Indy’s offense was an entirely different story. They scored in the second inning when Jordy Mercer singled, Brandon Boggs “tripled” him in (a Durham outfielder fell on the track while running it down, turning a double into a triple) and then scored on a Gorkys Hernandez flyball. After that, they had one hit. They threatened a few times since Chris Archer struggled with his control all night, but never seriously since they couldn’t really hit. Starling Marte had a rough night at the plate, striking out looking twice and grounding out to the left side of the infield twice. I won’t draw conclusions from seeing four at-bats, but striking out twice against a guy without great command — which is what Archer was on Saturday — is exactly why he’s in Triple-A right now and why the Pirates may not be in a hurry to get hm out of there, even with Jose Tabata’s struggles.
That being said, Marte’s speed in the outfield is incredible. His speed was really what I wanted to get a feel for, and it’s definitely something to behold in person. He plays incredibly shallow in center, to the point that it was the first thing I noticed when Indy took the field in the bottom of the first.
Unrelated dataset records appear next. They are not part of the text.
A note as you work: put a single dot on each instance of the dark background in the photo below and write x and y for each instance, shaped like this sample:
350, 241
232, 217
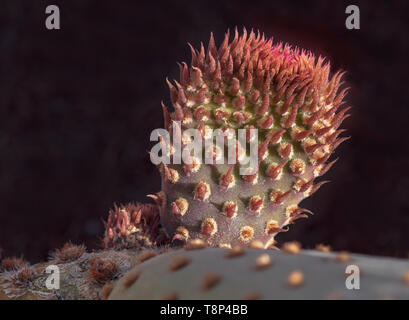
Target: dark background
77, 107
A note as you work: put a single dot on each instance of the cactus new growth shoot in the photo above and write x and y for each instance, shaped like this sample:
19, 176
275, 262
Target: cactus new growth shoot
288, 97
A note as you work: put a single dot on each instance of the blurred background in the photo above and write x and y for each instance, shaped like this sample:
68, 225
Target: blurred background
77, 106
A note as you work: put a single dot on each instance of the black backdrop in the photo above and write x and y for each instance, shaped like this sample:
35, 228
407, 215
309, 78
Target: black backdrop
77, 107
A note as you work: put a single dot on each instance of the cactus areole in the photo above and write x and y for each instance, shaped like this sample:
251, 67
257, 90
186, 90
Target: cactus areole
289, 97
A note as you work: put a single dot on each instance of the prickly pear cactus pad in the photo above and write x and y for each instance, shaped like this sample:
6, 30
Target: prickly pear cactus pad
238, 273
288, 96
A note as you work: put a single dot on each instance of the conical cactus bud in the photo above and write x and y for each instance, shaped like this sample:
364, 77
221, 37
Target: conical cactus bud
249, 83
Over the course of nine innings I saw him both call off Mercer and Anderson Hernandez on a pop-up just barely behind second base and track down a hard-hit blast to the warning track in center field. I’m not a huge critic of Andrew McCutchen’s defense in center (I think he was quite good last year), but seeing Starling Marte just once, it’s hard to see him playing somewhere else.
There wasn’t much else from Saturday to talk about (Anderson Hernandez made a nice play! Nick Evans hit some balls hard!), but I did want to mention Wilson’s no-hitter briefly. When I saw Wilson pitch last year, he no-hit the Bulls for 6 1/3 innings, but was pulled after seven with three strikeouts and five walks. I thought he did a good job keeping the Durham hitters off balance and preventing them from making good contact, but the guy almost got through seven no-hit innings in front of me and I wrote that I “wasn’t exactly blown away.” Control is always his biggest concern and I’m worried that the Durham lineup I saw last night played right into his hands (his BB/9 was 5.6 going in and five of Owens’ six strikeouts on Saturday were swinging), but according to Tim’s report his velocity was better than I saw last year. Of course, a no-hitter is something to be celebrated whether it comes against a bad lineup or not, but hopefully this is a sign that Wilson’s turning the corner and that the Pirates decision to put him back into the rotation will pay some dividends down the road.